Eu estava deitado quando senti algo se mexendo bem próximo à minha mão. Era um besouro, virado de barriga para cima. Fiel à minha obsessão de desvirar besouros, tratei de colocá-lo no chão na forma correta quando, para meu espanto (e por que não dizer horror), vi sair da penumbra uma aranha que, num golpe certeiro e fatal, agarrou e dominou o pobre inseto. Impotente para fazer qualquer coisa, e sentindo-me culpado por dar de bandeja o besouro para a víbora, apanhei um sapato e matei os dois, o besouro e a aranha. Fiquei triste por ter me investido do poder de decidir sobre a vida e a morte de duas criaturas. Percebi que, na verdade, éramos todos vítimas: o besouro por ser besouro (e não ter como se defender da aranha), a aranha por ser aranha (e não ter outro meio de sobrevivência) e eu por ser humano (e ter a consciência de que sou tão selvagem quanto o mundo natural que me cerca).

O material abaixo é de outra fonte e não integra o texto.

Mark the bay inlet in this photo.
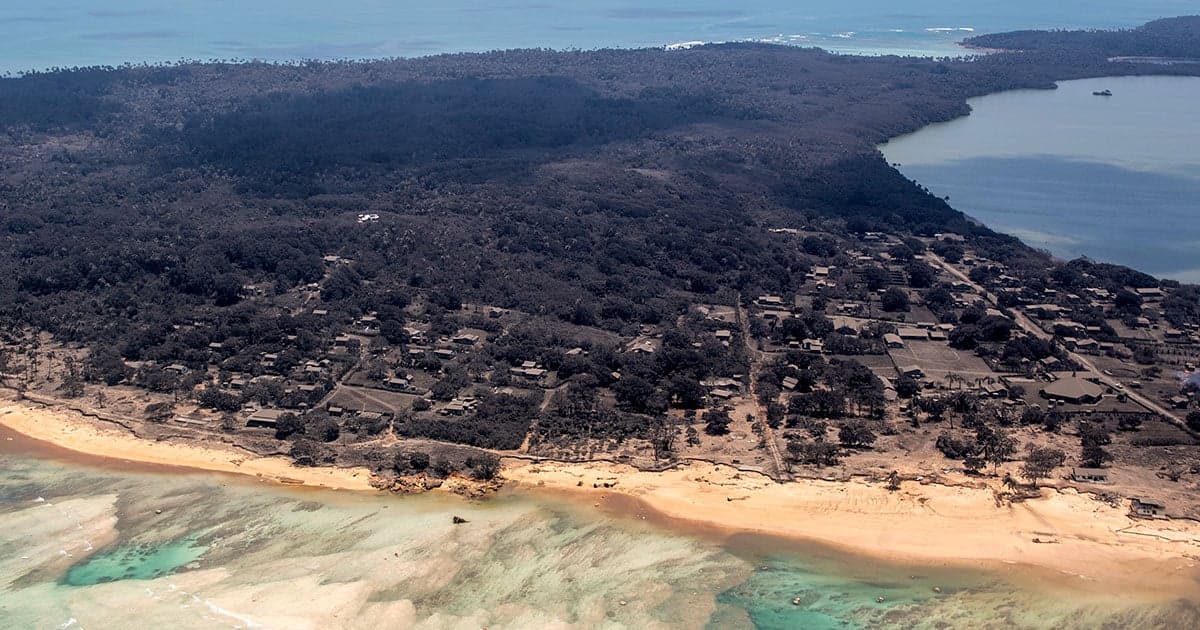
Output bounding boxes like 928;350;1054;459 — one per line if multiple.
881;77;1200;282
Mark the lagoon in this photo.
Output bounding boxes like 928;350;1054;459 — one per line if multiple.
881;77;1200;282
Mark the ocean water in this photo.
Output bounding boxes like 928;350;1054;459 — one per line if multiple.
0;0;1200;72
881;77;1200;282
0;446;1200;629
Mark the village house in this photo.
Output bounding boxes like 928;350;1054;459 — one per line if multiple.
1129;497;1166;518
1039;377;1104;404
450;332;479;346
246;409;287;428
1070;468;1109;484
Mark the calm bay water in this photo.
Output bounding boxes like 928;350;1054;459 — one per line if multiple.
0;449;1200;629
0;0;1200;72
881;77;1200;282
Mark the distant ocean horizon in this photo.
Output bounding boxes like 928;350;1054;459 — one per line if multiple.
881;77;1200;283
0;0;1200;73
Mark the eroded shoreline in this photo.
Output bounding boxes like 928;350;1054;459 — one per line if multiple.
0;403;1200;599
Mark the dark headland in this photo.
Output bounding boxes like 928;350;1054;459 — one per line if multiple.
0;17;1200;564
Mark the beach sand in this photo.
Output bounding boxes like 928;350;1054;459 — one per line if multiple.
504;461;1200;598
0;402;1200;598
0;402;374;491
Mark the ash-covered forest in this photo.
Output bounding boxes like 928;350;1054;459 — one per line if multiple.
0;19;1200;465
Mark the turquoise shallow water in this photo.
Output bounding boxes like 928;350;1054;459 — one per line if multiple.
0;446;1200;629
0;0;1198;72
62;538;204;587
881;77;1200;282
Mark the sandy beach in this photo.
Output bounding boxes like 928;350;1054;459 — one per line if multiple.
0;402;374;491
504;462;1200;598
7;402;1200;596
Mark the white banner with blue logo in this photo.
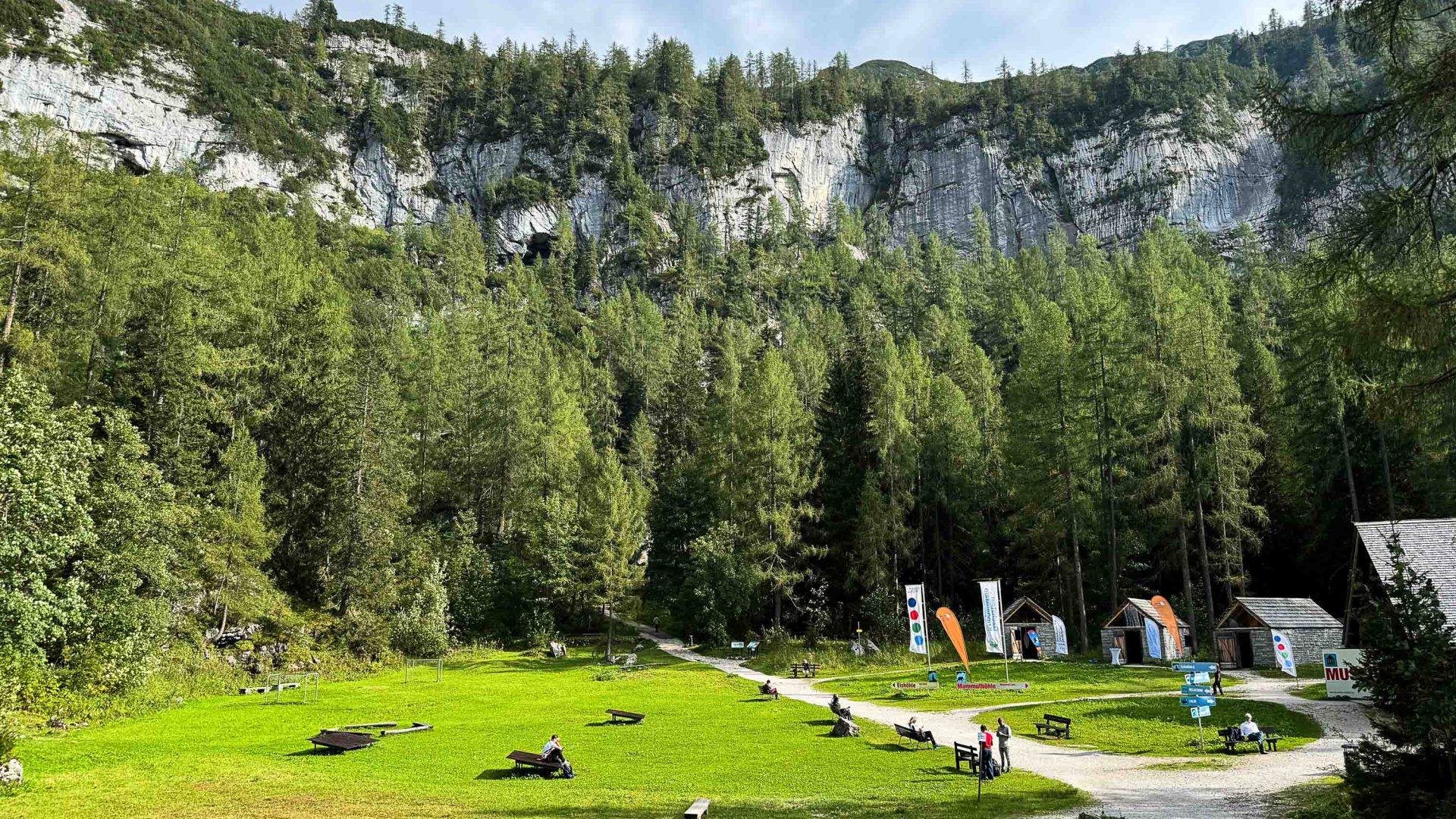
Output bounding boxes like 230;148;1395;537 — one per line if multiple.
905;585;930;654
981;580;1006;654
1269;628;1298;673
1051;615;1068;657
1143;618;1163;661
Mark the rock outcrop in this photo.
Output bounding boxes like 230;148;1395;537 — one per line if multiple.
0;0;1282;253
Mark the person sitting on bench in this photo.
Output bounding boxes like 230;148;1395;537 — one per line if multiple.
541;735;576;780
1239;714;1268;754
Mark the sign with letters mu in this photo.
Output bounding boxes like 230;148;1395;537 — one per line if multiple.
1322;648;1370;699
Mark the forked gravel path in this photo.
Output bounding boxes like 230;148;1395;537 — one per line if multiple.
629;623;1370;819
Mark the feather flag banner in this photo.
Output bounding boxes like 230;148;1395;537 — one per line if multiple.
935;606;971;675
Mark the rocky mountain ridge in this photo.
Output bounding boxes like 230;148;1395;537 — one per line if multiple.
0;0;1282;253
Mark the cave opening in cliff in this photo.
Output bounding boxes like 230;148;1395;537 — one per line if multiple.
521;233;556;264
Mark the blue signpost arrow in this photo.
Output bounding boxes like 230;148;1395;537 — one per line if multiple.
1172;663;1219;749
1174;663;1219;673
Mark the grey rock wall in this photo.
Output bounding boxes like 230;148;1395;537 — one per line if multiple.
0;0;1280;252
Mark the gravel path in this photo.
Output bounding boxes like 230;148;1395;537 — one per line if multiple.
629;623;1370;819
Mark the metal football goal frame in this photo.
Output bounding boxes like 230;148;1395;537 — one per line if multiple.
265;672;318;705
405;657;446;682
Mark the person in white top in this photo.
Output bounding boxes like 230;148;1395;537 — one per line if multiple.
541;735;576;780
1239;714;1268;754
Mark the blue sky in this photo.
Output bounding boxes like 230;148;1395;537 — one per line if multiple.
243;0;1303;79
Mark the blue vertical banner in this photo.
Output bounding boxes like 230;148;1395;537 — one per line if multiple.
1143;617;1163;661
905;585;930;654
981;580;1006;654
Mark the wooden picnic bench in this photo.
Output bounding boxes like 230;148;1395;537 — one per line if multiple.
1037;714;1072;739
505;751;563;777
789;663;818;676
896;724;939;749
1219;727;1280;754
951;742;981;775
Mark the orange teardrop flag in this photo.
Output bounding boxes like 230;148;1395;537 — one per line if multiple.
935;606;971;675
1152;595;1184;657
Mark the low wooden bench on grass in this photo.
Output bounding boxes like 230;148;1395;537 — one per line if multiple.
309;730;378;751
951;742;981;777
505;751;563;777
1037;714;1072;739
896;724;939;749
1219;729;1280;754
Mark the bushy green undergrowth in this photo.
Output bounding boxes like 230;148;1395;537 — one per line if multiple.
0;648;1083;819
994;697;1323;756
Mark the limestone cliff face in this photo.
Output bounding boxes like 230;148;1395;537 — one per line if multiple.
0;0;1280;252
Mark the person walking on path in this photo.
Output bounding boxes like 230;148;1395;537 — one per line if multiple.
980;726;994;780
996;717;1010;774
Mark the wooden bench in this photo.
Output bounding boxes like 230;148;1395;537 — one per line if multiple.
1037;714;1072;739
1219;727;1280;754
896;724;939;749
309;730;378;751
505;751;562;777
951;742;981;775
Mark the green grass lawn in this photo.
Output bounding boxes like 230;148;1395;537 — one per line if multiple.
817;661;1238;711
987;697;1323;756
0;650;1084;819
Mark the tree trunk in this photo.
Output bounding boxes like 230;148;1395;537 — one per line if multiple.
1178;504;1198;651
1057;379;1087;653
1335;402;1360;644
1194;493;1217;628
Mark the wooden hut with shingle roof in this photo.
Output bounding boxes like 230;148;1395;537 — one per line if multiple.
1213;598;1344;669
1102;598;1192;664
1356;517;1456;623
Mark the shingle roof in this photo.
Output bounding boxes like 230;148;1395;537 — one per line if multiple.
1002;598;1051;623
1235;598;1344;628
1356;517;1456;623
1102;598;1188;628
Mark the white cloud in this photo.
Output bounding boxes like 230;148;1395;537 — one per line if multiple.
243;0;1303;79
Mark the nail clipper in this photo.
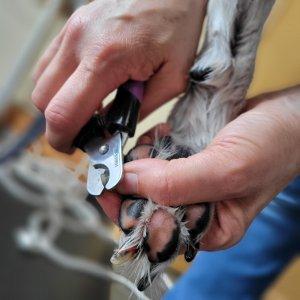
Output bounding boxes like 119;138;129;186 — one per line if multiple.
74;81;144;196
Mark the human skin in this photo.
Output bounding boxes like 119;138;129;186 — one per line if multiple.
98;86;300;250
32;0;206;152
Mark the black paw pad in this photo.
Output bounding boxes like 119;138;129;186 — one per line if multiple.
119;196;147;234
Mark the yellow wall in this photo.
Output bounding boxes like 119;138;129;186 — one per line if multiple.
249;0;300;95
169;0;300;271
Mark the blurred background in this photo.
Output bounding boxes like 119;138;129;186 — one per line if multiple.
0;0;300;300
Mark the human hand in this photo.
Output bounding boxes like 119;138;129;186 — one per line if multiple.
98;87;300;250
32;0;206;151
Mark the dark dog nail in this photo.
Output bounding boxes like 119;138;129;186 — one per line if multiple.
184;245;198;262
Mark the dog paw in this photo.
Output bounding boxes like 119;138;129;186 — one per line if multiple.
112;131;213;290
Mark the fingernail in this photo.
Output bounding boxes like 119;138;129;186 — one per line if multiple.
117;173;138;194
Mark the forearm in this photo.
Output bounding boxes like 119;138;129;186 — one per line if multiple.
249;85;300;175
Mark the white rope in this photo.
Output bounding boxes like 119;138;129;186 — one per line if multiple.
0;153;149;300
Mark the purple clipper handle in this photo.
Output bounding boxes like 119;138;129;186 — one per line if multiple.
106;80;144;137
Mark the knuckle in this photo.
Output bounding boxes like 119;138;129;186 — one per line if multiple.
150;161;173;206
66;8;87;40
31;88;45;113
222;158;250;198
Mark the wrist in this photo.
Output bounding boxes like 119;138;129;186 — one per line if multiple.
254;86;300;176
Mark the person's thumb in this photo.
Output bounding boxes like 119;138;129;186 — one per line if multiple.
117;147;244;206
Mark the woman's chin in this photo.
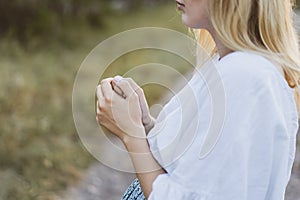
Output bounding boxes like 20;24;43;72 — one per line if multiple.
182;14;197;28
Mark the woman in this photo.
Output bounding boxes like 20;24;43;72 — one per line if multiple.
97;0;300;200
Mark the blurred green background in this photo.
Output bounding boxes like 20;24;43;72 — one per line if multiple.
0;0;300;200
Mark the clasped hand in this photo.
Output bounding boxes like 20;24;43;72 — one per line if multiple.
96;76;154;141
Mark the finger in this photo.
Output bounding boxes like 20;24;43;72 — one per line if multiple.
96;85;104;101
125;78;151;124
111;81;125;98
101;79;113;102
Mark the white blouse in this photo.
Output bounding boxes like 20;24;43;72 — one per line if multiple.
148;51;298;200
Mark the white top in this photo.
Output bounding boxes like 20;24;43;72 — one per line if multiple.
148;52;298;200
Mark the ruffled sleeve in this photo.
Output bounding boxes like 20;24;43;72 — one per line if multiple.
145;52;298;200
148;174;206;200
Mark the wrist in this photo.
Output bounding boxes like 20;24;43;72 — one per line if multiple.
144;116;155;134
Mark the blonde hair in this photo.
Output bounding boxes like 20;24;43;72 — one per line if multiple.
196;0;300;111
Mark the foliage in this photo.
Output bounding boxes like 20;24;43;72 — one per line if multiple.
0;0;164;43
0;0;185;200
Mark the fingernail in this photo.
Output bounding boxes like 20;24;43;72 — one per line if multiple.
114;76;123;82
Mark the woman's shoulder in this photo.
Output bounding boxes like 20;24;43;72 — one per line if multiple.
217;51;292;90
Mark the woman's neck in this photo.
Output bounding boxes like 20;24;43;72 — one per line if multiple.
208;27;233;60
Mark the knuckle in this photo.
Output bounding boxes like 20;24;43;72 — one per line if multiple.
104;97;112;104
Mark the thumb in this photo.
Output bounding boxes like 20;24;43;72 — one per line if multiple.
115;80;137;98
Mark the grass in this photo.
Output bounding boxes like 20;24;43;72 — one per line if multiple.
0;5;187;200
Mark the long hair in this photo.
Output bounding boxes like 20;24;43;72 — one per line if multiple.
197;0;300;111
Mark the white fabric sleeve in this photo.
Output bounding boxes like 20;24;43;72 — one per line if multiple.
148;174;204;200
149;62;297;200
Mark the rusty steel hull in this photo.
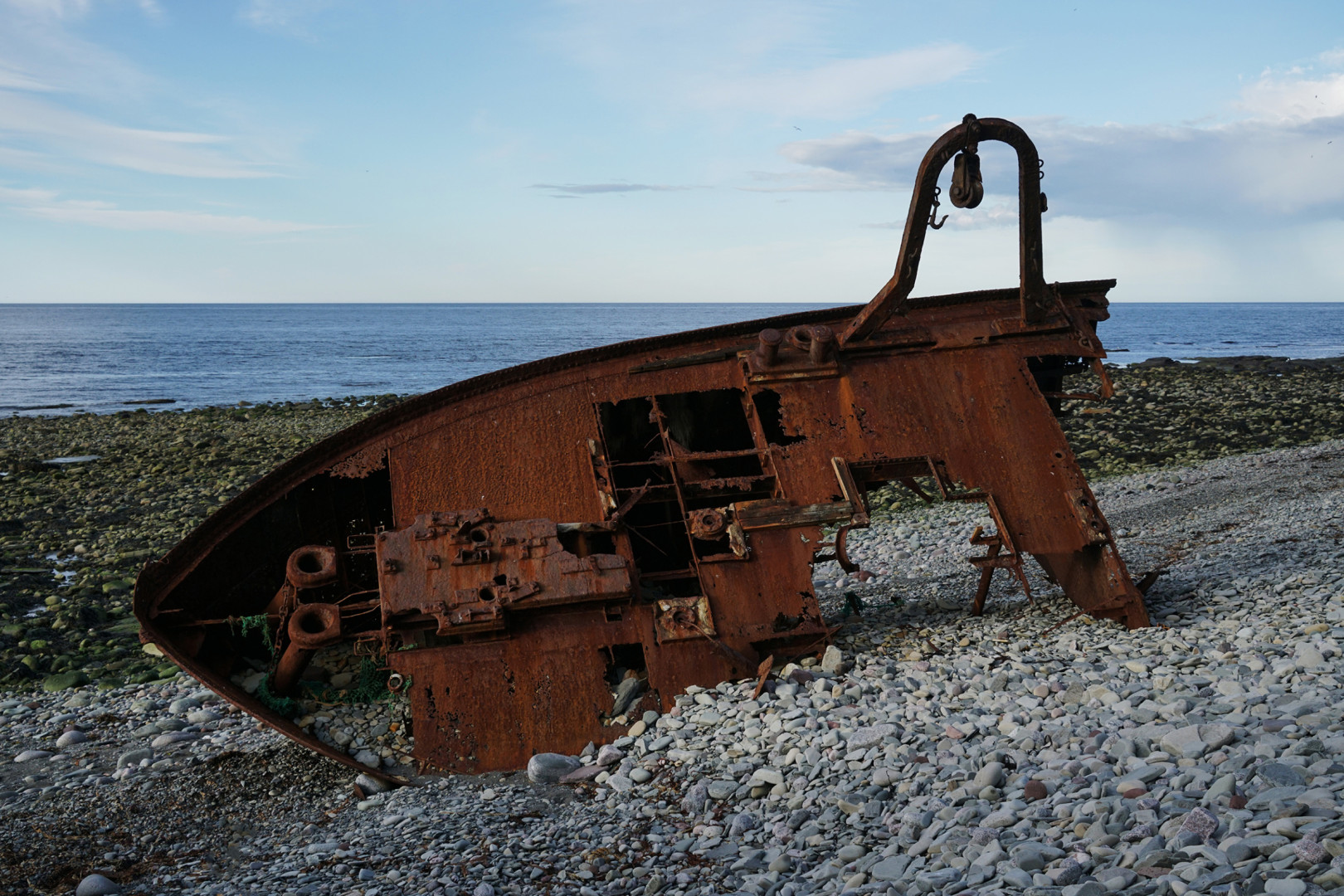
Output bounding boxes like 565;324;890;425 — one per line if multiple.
134;119;1147;771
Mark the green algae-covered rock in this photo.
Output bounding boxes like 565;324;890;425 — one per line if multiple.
41;672;89;690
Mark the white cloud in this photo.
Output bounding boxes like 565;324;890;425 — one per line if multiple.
0;187;332;236
0;90;274;178
238;0;334;41
767;66;1344;227
548;0;981;119
1239;72;1344;121
0;0;293;178
531;182;706;199
692;44;978;118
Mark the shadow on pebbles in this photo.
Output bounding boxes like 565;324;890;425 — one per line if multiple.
0;442;1344;896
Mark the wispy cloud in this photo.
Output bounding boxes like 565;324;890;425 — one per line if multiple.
0;90;274;178
0;187;334;236
528;183;709;199
774;64;1344;226
691;44;980;119
0;0;294;178
238;0;336;41
550;0;984;119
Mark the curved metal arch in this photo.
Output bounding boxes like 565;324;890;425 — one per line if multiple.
840;115;1054;347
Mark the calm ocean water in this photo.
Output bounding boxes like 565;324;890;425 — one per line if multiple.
0;302;1344;414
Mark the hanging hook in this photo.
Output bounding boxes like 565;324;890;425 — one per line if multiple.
928;187;947;230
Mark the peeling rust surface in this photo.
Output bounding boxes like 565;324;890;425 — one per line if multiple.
134;115;1147;772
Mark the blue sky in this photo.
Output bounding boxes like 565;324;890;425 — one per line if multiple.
0;0;1344;304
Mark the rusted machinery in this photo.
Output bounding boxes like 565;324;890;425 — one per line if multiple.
134;115;1147;771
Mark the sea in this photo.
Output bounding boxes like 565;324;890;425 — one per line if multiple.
0;302;1344;415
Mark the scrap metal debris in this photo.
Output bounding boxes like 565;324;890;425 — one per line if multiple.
134;115;1147;775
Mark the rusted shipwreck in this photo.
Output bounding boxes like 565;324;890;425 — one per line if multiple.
134;115;1147;771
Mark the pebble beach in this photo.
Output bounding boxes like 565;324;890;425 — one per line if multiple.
0;358;1344;896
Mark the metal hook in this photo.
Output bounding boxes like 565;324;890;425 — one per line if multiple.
928;187;947;230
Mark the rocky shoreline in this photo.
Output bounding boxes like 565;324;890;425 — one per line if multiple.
0;365;1344;896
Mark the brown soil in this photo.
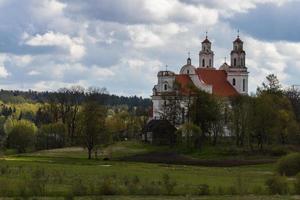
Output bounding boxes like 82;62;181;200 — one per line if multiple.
119;152;275;167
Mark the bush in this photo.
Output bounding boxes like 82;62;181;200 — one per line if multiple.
100;177;117;195
266;176;288;194
269;146;288;156
294;173;300;194
72;178;88;196
277;153;300;176
141;181;162;195
197;184;210;195
163;174;177;194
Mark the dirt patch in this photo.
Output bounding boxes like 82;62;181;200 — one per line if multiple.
119;152;276;167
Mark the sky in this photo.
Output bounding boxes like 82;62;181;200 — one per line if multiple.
0;0;300;97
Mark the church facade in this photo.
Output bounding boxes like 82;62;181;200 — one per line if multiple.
152;36;249;123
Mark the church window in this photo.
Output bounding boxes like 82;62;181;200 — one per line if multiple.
164;84;168;91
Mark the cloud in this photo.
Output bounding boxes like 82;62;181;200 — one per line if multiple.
62;0;218;25
24;31;85;60
0;0;300;97
0;66;9;78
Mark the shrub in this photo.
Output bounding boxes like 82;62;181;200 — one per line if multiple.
141;181;161;195
269;146;288;156
72;178;88;196
197;184;210;195
277;153;300;176
252;185;264;195
294;173;300;194
266;176;288;194
163;174;177;194
100;177;117;195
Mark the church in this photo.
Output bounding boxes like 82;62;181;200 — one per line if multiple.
152;35;249;123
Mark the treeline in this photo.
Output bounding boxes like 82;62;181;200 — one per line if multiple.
0;86;149;158
0;88;151;108
162;75;300;150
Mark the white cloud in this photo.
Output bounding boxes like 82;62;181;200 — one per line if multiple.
23;31;85;60
127;23;188;48
0;66;10;78
27;70;40;76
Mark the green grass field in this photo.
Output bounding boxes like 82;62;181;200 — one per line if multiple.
0;142;295;200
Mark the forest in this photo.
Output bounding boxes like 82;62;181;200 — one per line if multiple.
0;75;300;159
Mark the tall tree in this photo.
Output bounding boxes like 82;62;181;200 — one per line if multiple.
79;89;108;159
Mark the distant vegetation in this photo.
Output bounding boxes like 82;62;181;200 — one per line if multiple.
0;75;300;200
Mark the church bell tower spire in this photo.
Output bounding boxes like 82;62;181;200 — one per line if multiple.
199;32;214;68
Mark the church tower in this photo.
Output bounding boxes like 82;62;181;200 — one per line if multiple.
227;34;249;94
199;33;214;68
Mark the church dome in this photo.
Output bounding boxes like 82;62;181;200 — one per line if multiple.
219;62;230;71
157;71;175;76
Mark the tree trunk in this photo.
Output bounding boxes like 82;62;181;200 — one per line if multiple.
88;149;92;160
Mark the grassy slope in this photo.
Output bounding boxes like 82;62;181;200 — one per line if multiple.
0;142;296;200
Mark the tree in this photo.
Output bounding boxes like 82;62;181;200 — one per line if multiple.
257;74;282;94
5;119;37;153
229;96;253;148
36;122;66;149
190;91;222;145
160;95;185;126
80;94;108;159
284;87;300;122
177;122;202;148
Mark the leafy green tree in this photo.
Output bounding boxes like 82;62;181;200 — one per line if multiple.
0;116;7;150
5;119;37;153
257;74;282;94
36;122;67;149
177;122;202;148
79;94;108;159
229;96;253;148
189;91;222;146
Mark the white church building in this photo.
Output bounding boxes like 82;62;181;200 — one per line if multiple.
152;35;249;122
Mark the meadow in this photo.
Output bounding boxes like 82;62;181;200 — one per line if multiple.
0;142;297;200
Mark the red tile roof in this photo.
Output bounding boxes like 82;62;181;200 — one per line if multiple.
175;74;194;94
175;68;238;97
196;68;238;97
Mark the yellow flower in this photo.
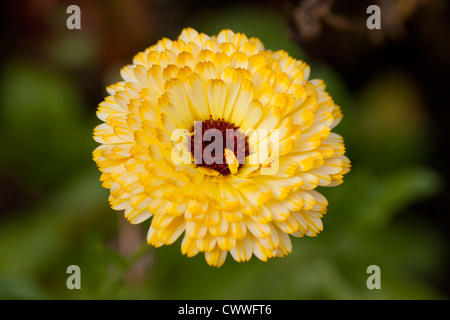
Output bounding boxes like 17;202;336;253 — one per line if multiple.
93;28;350;267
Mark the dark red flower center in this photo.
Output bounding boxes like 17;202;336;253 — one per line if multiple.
190;116;249;176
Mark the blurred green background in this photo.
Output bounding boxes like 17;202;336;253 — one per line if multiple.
0;0;450;299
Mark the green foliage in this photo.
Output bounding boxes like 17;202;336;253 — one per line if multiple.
0;7;446;299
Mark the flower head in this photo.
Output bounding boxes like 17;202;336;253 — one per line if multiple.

Essa história demonstra a outra faceta dessa conversa de delicado ecossistema. Dizem muitos: ?Como é sábia a natureza, cada espécie tem o seu predador, assim o meio ambiente mantém o seu equilíbrio!?; Ora, não vejo onde está a sabedoria em regular-se através da matança generalizada. Isso, visto à distância, é até curioso, mas entrar nesse ciclo para ser a comida já é outra coisa. E se nós também tivéssemos algum grande predador mais perceptível do que os microorganismos? Como algum dinossauro já extinto, por exemplo. Imaginem a cena: uma família brincando num parque (pai, mãe e seus três filhos) quando, de repente, o bichão investe contra as pessoas e, ali mesmo, come uma das crianças. Será que nos limitaríamos a dizer: ?Paciência, faz parte do equilíbrio da natureza…?; Seria tão esdrúxulo quanto pensar que as doenças, a fome e as guerras são também benéficas ao ecos-sistema porque evitam uma superpopulação humana.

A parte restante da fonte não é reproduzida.